23. Source data: data collected (from respondents, administrative entities and other data providers) by members of the national statistical system to be used in the compilation and production of official statistics.
24. Statistical agencies: members of the NSS, encompassing the NSO and other producers of official statistics. Statistical agencies other than the NSO normally have other main purposes and tasks than the production of official statistics and only a section or a small group of people within the institution produces statistics. The quality requirements for processes and output are the same for all official statistics. However, for a ministry or administrative body where only a part of that body produces statistics, the requirements linked to the institutional environment apply only to the entity producing official statistics. For example, while the ministry or administrative body is typically not independent, the unit
within the ministries/administrative bodies that is responsible for producing statistics should decide on how to produce and when to disseminate its statistics independently.

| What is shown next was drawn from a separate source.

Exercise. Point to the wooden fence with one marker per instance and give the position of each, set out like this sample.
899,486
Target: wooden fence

25. Statistical Data and Metadata exchange (SDMX): an international initiative that aims at standardizing and modernizing (“industrializing”) the mechanisms and processes for the exchange of statistical data and metadata among international organizations and their member countries.
26. Statistical purpose: tasks aimed at developing, producing and disseminating official statistics, including experimenting and testing.
27. Statistical standards: a comprehensive set of statistical concepts, definitions, classifications and models, methods and procedures used to achieve the uniform treatment of statistical issues within or across processes and across time and space.
Annex B: Reference publications
(i) United Nations National Quality Assurance Frameworks Manual for Official Statistics, 2019.
(ii) Quality Assurance Framework of the European Statistical System, 2019
(iii) European Statistics Code of Practice, 2017.
(iv) IMF’s Data Quality Assessment Framework (DQAF), 2010.